‘I did not lose my temper’, PC tells court

First published in News

A POLICE officer accused of assaulting a teenage boy in custody said he felt angry and frustrated during the incident — but did not lose his temper.

PC Stephen Hudson, aged 43, who was working in Greater Manchester Police ’s Swinton custody suite at the time, denies a charge of misconduct in a public office.

It is alleged that Hudson used excessive force on the 15-year-old three times when he refused to empty his pockets during a search.

The boy, who is now 16, had been arrested on the morning of Saturday, March 5, last year after breaching bail.

Hudson, of Gilliburns Walk, Westhoughton , told Bolton Crown Court yesterday: “I was frustrated and a bit angry that he wouldn’t comply.

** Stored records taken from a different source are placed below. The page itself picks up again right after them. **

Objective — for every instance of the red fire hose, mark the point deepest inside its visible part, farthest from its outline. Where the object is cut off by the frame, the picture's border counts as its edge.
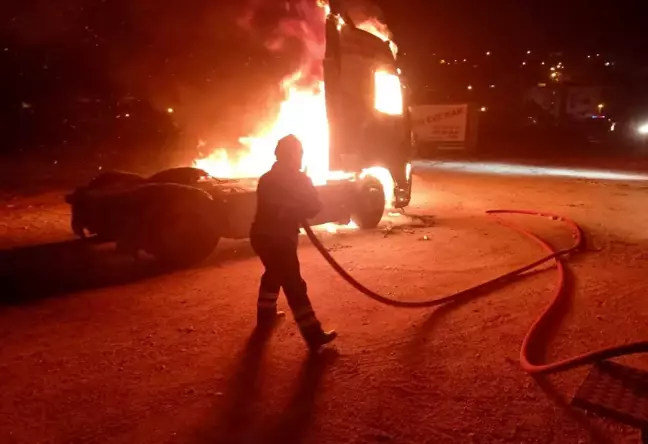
(542, 321)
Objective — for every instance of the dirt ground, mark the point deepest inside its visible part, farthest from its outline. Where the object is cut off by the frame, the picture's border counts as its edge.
(97, 349)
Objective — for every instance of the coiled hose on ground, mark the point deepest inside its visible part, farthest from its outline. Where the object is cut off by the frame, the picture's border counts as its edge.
(532, 337)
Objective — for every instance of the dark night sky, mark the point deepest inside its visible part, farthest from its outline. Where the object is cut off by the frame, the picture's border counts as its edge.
(197, 54)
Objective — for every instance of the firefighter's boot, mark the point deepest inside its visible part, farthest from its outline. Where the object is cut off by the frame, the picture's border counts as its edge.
(316, 338)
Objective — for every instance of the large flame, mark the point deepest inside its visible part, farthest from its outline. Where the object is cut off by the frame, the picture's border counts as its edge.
(302, 113)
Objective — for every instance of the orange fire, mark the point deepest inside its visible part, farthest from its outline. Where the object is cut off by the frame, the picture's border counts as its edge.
(303, 113)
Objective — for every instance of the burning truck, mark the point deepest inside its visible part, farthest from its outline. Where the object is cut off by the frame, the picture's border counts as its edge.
(354, 126)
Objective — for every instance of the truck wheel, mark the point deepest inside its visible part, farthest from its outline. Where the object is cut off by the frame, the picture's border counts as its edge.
(369, 203)
(185, 239)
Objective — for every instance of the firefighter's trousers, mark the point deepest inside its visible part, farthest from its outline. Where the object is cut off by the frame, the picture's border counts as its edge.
(282, 271)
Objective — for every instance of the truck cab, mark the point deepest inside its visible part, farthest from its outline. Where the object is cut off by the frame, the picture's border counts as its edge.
(367, 104)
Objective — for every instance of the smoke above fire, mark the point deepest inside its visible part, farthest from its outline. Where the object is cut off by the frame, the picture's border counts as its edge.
(299, 34)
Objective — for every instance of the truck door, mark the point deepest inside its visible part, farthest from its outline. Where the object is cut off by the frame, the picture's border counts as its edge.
(366, 105)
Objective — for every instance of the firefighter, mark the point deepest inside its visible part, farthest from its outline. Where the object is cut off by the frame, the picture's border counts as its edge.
(285, 197)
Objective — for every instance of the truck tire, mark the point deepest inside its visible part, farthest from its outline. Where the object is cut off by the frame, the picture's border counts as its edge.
(369, 203)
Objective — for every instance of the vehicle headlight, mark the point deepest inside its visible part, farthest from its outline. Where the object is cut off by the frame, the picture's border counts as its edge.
(388, 93)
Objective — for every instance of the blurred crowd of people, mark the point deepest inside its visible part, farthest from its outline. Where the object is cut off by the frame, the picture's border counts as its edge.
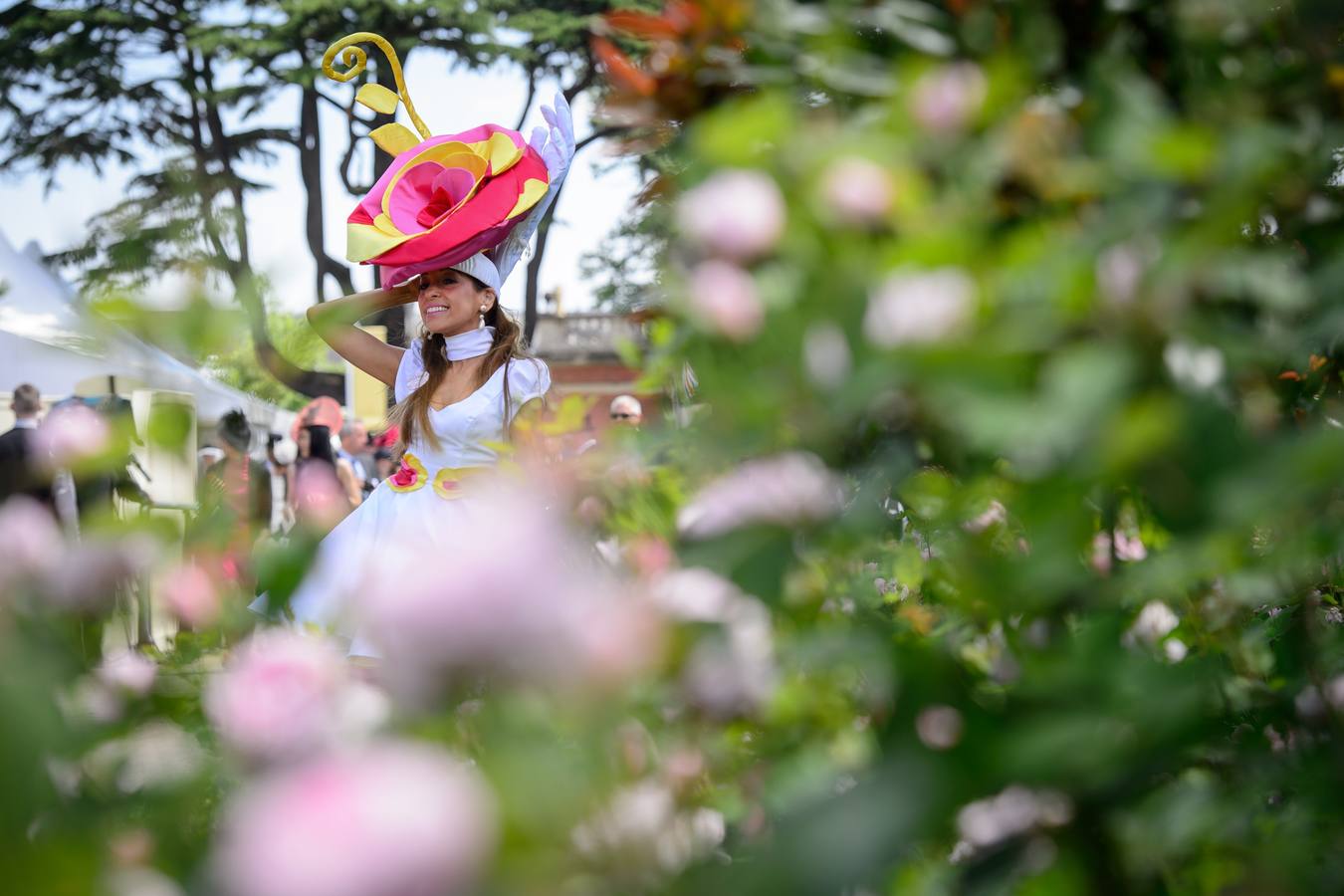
(312, 474)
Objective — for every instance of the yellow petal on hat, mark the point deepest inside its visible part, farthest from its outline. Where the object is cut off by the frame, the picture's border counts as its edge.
(376, 97)
(533, 192)
(394, 138)
(503, 152)
(365, 241)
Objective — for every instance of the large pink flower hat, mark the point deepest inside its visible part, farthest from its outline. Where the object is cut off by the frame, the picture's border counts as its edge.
(445, 199)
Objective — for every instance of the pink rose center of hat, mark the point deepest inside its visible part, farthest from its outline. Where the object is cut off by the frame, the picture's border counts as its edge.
(427, 192)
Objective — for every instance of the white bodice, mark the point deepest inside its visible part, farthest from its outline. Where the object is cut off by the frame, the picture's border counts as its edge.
(467, 429)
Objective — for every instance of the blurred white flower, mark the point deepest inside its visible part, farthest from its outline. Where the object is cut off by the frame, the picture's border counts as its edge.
(1013, 811)
(784, 489)
(723, 299)
(1129, 549)
(940, 727)
(1155, 622)
(390, 819)
(1310, 703)
(1194, 367)
(644, 827)
(279, 696)
(924, 307)
(140, 881)
(157, 754)
(1120, 270)
(190, 595)
(737, 214)
(732, 675)
(857, 191)
(947, 100)
(825, 354)
(70, 434)
(91, 575)
(129, 672)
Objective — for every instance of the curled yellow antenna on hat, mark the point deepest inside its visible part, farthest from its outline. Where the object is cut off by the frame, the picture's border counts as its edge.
(391, 138)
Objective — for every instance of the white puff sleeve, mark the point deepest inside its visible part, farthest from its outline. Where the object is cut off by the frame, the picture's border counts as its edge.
(410, 372)
(527, 379)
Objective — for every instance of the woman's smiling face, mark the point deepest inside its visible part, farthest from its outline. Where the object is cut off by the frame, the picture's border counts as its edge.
(450, 303)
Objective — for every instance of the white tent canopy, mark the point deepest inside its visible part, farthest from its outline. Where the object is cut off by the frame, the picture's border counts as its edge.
(47, 341)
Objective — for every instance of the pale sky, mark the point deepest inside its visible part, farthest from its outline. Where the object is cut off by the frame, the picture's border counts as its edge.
(448, 101)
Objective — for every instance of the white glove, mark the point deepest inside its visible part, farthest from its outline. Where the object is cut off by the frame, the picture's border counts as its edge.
(554, 142)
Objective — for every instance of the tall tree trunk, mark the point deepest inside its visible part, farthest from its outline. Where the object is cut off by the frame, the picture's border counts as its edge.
(311, 171)
(238, 269)
(394, 319)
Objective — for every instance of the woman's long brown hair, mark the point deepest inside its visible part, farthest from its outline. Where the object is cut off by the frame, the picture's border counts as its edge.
(411, 414)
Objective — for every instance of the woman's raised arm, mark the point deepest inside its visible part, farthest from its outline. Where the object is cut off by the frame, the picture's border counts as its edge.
(335, 323)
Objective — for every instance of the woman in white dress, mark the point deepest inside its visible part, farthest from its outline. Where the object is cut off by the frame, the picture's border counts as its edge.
(463, 383)
(459, 389)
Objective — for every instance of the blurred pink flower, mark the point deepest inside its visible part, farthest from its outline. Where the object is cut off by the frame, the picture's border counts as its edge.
(320, 501)
(538, 610)
(31, 541)
(129, 672)
(736, 214)
(642, 825)
(783, 489)
(191, 595)
(649, 555)
(723, 297)
(70, 434)
(391, 819)
(948, 99)
(279, 697)
(1129, 549)
(857, 191)
(924, 307)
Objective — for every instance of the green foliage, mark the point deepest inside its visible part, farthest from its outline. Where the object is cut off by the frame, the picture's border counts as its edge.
(1068, 617)
(295, 338)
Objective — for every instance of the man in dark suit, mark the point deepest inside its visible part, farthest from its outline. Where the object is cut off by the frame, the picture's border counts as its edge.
(19, 472)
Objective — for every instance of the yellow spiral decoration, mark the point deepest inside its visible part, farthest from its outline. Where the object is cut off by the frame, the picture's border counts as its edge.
(356, 60)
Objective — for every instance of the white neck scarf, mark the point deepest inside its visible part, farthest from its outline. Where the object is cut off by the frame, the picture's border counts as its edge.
(473, 342)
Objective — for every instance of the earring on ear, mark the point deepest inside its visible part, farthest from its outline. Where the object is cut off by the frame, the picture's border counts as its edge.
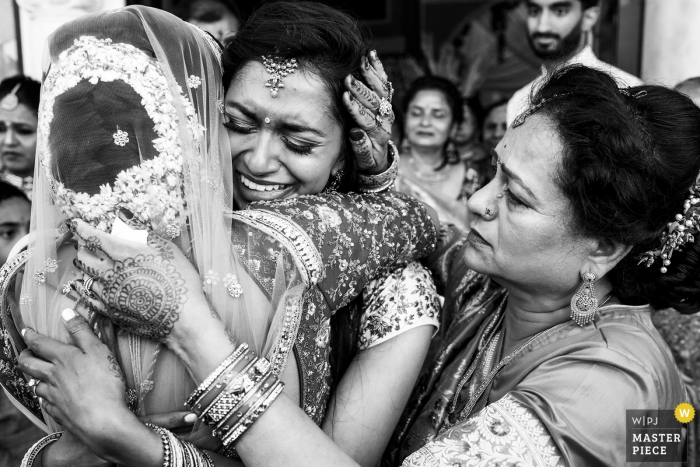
(335, 183)
(584, 303)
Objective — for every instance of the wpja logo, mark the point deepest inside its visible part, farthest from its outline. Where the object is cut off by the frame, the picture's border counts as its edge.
(658, 435)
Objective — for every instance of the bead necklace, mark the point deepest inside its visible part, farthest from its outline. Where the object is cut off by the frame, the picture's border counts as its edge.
(433, 177)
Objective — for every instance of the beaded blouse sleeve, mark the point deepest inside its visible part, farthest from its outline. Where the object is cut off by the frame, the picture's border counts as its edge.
(393, 304)
(342, 241)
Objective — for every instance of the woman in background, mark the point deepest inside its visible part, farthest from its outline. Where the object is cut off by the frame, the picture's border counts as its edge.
(19, 104)
(431, 169)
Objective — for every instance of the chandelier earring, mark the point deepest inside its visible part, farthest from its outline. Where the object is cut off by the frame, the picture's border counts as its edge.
(584, 303)
(335, 183)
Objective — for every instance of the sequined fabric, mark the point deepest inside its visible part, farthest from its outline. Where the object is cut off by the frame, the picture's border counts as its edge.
(357, 238)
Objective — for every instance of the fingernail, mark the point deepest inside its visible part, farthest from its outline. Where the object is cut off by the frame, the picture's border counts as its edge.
(356, 135)
(125, 214)
(68, 314)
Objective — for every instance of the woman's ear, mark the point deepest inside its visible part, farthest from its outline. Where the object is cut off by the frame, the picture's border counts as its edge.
(605, 255)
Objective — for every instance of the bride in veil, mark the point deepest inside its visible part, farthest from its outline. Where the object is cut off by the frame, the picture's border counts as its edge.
(137, 93)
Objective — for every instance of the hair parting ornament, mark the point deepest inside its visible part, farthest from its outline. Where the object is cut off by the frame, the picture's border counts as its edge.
(680, 231)
(279, 68)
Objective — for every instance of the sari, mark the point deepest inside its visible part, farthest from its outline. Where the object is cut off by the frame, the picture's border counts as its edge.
(130, 119)
(561, 400)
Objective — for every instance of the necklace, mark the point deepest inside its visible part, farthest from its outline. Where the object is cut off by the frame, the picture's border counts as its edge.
(433, 177)
(464, 414)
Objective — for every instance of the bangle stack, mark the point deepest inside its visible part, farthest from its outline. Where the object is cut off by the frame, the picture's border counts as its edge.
(34, 451)
(236, 394)
(385, 180)
(178, 453)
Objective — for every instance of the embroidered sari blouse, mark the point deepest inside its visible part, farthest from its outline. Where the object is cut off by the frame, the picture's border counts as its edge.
(342, 244)
(561, 401)
(337, 242)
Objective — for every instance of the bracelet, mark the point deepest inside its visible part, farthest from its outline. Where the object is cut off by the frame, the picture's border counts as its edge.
(178, 453)
(214, 393)
(238, 385)
(30, 456)
(385, 180)
(207, 383)
(243, 384)
(165, 440)
(233, 417)
(254, 413)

“I was trying to do a legitimate search and he just wasn’t doing what he was told.

“I didn’t lose my temper at any point. I was being assertive.”

The court heard the boy was lifted off his feet when Hudson took hold of him and pushed him towards the check-in counter.

Hudson, a father-of-three who has been in GMP for 12 years, said he had previously suffered a suspected fractured skull, cracked rib, perforated ear drum, dislocated knee cap and broken finger after being attacked during his work .

Iain Simkin, prosecuting, showed the jury a CCTV image of the boy’s head resting in a tray on top of the counter after Hudson used a “pain compliance” technique on the boy.

He said the image demonstrates that too much force was used.

Mr Hudson said: “There was no injury that I caused by doing this. The amount of pressure I put on was minor and lasted for a few seconds until I took it off again.”

He said the boy’s feet came off the floor because he jumped, and that it was never his intention to lift him up.

The court heard that Hudson recognised the boy and was aware of him kicking his cell door previously and being non-compliant.

Hudson has been on restricted duties since the allegations.

He said in hindsight he could have stepped back and let his colleagues deal with the incident or communicated more with the boy and his colleagues.